# Characterizing large cardinals via abstract logics

This is a talk at the Boise extravaganza in set theory,
University of Boise, June 17, 2021 (virtual).**Slides**

First-order logic, the commonly accepted formal system underlying mathematics, must draw however minimally on the properties of the set-theoretic universe in which it is defined. Stronger logics such as infinitary logics and second-order logics require access to much larger chunks of the set-theoretic background. Niceness properties of these logics, such as forms of compactness, are naturally connected to the existence of large cardinals.

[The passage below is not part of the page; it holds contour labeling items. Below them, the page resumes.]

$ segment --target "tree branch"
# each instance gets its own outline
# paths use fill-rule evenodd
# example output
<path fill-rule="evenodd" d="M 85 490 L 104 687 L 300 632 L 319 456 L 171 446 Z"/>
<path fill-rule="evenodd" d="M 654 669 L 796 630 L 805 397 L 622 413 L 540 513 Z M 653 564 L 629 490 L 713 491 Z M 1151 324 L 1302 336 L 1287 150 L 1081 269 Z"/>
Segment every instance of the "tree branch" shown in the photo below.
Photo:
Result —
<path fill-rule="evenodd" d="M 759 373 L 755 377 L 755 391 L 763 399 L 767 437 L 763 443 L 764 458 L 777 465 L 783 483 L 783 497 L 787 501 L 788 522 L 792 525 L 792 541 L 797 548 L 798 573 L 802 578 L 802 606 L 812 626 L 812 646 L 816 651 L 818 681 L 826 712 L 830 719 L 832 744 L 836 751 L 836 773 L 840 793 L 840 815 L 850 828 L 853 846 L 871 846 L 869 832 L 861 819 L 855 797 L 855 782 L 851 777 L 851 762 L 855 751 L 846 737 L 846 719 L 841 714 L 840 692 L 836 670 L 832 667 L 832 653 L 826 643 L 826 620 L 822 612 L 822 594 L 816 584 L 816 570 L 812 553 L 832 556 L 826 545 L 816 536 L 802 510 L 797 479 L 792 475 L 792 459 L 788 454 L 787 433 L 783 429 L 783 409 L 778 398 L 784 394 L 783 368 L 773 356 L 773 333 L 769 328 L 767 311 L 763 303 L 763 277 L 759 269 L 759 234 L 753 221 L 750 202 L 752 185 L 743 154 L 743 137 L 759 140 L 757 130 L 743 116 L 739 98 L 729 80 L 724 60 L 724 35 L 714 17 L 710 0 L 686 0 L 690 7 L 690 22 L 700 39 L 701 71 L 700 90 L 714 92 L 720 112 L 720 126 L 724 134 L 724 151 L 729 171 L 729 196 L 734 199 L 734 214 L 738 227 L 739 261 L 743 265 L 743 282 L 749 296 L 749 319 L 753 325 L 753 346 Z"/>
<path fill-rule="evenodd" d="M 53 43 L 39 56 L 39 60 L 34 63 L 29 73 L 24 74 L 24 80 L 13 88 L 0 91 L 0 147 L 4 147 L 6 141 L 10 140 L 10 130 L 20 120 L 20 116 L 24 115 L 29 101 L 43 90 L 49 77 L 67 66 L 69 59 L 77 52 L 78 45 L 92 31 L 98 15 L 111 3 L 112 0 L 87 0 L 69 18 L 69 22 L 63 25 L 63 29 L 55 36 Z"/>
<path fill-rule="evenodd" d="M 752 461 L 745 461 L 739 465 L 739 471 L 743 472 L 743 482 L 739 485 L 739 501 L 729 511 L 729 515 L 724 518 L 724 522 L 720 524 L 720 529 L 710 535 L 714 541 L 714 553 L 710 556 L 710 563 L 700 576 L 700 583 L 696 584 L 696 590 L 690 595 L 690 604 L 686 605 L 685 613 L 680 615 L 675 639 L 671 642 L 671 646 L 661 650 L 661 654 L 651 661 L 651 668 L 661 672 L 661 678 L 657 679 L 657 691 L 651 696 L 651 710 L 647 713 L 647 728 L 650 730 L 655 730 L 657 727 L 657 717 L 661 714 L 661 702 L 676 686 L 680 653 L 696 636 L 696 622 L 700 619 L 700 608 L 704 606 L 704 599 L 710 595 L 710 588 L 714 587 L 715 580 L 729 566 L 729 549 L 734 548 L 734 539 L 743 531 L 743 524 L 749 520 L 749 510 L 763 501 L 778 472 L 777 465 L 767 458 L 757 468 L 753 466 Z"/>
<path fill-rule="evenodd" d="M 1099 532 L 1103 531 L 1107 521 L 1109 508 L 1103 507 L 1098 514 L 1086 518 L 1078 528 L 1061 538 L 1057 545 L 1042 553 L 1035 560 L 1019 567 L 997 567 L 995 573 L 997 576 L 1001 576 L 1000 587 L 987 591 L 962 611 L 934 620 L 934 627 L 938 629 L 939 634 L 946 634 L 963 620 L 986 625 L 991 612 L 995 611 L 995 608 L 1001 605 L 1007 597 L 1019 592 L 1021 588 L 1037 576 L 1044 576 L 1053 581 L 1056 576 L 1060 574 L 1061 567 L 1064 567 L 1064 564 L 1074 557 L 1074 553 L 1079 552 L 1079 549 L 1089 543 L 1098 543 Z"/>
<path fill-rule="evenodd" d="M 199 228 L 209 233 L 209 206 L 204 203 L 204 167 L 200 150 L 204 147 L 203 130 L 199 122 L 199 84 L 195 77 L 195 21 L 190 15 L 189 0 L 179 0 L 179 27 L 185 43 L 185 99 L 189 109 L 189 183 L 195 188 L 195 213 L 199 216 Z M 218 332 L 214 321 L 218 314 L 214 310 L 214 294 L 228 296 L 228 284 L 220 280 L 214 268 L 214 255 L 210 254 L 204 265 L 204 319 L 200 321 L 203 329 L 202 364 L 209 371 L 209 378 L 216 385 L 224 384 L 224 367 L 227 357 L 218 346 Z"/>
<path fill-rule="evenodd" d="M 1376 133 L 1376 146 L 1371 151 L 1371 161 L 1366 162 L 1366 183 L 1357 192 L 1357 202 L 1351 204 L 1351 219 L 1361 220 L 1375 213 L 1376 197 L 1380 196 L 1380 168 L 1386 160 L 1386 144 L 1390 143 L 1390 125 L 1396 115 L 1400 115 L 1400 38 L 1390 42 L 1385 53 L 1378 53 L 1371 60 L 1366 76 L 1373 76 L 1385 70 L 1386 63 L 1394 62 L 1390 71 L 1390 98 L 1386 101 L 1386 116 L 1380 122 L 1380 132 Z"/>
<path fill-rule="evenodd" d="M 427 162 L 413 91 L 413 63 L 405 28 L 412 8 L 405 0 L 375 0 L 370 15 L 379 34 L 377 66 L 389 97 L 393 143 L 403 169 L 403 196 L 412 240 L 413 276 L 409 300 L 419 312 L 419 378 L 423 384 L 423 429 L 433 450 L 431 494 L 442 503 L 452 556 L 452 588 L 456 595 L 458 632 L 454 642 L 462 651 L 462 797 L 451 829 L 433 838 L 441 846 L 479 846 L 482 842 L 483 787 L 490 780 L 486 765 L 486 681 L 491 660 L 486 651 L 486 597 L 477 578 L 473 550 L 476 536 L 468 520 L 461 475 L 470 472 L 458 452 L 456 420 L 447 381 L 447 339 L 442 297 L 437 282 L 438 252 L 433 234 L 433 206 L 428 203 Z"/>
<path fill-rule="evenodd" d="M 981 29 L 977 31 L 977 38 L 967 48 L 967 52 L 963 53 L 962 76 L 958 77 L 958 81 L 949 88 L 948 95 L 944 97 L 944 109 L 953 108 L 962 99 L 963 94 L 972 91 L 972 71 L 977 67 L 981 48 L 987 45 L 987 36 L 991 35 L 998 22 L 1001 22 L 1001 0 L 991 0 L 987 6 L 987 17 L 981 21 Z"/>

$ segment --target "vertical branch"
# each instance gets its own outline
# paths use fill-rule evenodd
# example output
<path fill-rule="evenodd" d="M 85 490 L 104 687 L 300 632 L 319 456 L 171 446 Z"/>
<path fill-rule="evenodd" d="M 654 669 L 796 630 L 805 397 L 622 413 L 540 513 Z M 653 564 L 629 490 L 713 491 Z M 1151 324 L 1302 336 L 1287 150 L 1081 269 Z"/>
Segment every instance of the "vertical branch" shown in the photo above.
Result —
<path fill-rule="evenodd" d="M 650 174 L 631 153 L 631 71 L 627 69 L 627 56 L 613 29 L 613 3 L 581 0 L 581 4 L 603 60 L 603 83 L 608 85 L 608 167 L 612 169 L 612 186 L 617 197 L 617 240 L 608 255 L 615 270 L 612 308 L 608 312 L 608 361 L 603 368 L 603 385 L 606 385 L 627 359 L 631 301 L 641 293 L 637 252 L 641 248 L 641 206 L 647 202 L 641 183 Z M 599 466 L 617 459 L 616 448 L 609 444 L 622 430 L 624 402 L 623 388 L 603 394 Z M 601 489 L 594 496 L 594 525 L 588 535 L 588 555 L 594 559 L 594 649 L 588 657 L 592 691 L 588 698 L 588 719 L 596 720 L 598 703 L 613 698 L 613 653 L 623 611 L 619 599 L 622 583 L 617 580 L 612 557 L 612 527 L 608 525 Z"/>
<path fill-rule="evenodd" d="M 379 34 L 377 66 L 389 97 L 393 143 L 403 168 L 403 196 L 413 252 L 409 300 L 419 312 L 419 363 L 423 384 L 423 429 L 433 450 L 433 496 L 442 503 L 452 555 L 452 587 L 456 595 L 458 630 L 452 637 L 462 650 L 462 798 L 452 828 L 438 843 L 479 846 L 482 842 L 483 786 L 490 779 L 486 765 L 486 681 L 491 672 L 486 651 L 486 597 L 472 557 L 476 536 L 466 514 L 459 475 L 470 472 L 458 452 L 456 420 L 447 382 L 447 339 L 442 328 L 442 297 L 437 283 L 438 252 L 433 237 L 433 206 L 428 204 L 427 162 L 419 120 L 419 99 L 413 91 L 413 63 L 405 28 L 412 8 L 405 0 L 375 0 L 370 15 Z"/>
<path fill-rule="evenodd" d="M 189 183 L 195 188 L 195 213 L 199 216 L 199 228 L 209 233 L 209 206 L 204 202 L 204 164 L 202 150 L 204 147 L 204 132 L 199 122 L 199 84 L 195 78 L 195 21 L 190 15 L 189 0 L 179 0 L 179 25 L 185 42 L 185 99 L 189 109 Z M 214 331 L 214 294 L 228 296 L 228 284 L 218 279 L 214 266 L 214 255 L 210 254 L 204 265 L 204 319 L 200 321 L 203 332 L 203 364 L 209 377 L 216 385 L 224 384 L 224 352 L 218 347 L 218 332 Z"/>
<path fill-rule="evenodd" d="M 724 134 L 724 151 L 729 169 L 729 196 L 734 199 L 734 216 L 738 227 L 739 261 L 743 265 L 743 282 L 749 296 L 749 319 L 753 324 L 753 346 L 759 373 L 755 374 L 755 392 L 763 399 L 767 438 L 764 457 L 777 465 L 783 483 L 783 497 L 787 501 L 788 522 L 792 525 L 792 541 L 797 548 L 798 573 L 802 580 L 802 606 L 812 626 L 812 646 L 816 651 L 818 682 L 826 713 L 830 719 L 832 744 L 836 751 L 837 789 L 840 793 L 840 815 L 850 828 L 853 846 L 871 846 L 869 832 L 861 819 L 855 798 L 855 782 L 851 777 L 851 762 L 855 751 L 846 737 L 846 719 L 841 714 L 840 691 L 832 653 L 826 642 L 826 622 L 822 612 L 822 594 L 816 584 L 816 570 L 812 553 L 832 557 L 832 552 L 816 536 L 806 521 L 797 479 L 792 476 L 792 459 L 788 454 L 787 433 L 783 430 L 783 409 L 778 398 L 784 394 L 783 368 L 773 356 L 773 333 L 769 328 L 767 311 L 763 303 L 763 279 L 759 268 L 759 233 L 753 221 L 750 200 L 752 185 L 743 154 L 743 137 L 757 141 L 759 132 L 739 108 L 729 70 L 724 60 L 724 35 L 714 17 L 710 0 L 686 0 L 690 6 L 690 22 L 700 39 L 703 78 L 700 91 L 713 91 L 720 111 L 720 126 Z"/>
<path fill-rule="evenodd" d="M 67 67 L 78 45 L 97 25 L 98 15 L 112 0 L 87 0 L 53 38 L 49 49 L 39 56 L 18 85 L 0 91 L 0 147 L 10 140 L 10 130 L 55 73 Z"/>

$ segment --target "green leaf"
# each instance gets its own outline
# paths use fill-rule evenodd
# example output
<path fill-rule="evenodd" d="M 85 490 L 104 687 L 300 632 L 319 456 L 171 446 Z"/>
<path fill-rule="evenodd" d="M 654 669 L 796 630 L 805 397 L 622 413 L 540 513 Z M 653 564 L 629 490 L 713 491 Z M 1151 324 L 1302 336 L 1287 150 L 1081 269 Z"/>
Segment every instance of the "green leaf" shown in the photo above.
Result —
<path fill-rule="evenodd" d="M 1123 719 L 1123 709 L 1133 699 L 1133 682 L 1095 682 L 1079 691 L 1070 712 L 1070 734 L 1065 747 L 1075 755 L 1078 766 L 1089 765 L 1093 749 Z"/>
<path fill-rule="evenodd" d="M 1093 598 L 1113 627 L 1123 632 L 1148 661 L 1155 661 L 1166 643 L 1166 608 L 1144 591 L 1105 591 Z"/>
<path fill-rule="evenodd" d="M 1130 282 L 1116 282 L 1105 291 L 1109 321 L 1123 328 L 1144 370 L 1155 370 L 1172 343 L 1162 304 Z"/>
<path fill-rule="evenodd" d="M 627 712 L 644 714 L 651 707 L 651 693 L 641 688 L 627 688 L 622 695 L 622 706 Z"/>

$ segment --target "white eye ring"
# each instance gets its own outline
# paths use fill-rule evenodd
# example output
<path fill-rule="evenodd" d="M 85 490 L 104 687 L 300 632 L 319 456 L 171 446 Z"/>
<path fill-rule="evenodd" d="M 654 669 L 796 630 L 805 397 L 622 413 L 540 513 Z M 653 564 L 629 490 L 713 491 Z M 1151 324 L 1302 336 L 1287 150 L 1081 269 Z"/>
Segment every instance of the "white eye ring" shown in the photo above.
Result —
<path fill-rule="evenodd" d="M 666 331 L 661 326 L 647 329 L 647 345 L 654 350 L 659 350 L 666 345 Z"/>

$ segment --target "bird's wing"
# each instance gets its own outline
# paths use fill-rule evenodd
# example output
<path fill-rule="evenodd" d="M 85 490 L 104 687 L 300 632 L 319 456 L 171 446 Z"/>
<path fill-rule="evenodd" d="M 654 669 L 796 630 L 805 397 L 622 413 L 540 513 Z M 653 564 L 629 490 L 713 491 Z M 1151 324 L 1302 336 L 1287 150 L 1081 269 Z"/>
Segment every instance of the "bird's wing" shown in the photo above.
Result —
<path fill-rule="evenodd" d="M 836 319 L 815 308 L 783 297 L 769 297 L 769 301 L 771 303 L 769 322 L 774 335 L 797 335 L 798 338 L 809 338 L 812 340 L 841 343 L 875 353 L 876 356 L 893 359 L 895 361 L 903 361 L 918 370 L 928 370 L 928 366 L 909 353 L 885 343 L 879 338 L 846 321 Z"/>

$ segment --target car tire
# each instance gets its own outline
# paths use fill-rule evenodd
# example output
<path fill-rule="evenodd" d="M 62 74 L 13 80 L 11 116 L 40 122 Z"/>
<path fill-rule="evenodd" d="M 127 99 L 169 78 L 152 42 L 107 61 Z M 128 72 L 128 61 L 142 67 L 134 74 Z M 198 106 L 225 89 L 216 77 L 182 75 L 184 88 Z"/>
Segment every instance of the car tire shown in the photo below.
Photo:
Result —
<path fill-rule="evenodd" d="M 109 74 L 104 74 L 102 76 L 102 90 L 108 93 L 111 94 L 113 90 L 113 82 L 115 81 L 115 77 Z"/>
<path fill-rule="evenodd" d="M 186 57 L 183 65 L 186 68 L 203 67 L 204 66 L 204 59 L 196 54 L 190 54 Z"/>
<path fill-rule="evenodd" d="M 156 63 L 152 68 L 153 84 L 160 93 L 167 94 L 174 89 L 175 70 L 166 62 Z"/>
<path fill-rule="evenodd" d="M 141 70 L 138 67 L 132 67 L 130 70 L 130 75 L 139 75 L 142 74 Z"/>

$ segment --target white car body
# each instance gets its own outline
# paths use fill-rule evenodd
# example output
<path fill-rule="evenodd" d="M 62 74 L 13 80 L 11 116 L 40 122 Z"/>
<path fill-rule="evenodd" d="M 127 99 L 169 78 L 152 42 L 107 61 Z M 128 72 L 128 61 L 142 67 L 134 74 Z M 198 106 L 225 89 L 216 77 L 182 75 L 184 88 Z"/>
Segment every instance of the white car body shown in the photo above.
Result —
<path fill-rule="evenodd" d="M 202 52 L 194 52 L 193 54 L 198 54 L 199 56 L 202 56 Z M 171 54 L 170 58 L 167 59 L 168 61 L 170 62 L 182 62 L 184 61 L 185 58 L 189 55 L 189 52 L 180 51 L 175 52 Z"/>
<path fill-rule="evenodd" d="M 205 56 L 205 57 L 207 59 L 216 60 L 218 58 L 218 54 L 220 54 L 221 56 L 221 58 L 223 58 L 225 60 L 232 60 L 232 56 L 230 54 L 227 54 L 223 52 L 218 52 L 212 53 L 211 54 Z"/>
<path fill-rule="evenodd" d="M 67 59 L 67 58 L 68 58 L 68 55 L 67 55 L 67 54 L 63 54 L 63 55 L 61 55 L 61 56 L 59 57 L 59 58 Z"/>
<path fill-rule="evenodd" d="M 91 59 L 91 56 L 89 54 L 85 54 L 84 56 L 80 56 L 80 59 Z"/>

Indeed, many large cardinals can be characterized in terms of compactness properties of strong logics. Strongly compact and weakly compact cardinals $\kappa$ are precisely the strong and weak compactness cardinals respectively for the infinitary logic $\mathbb L_{\kappa,\kappa}$. Extendible cardinals $\kappa$ are precisely the strong compactness cardinals for the infinitary second-order logic $\mathbb L^2_{\kappa,\kappa}$. Vopenka's Principle holds if and only if every logic has a strong compactness cardinal. In this talk I will review properties of various logics and how their compactness properties characterize various large cardinals. I will discuss joint work with Will Boney, Stamatis Dimopolous and Menachem Magidor in which we show that the principle *${\rm Ord}$ is subtle*, in the presence of global choice, holds if and only if every logic has a stationary class of weak compactness cardinal, i.e., it is the analogue of Vopenka's Principle for weak compactness. We also provide characterizations of the various virtual large cardinals using a new notion of a pseudo-model of a theory.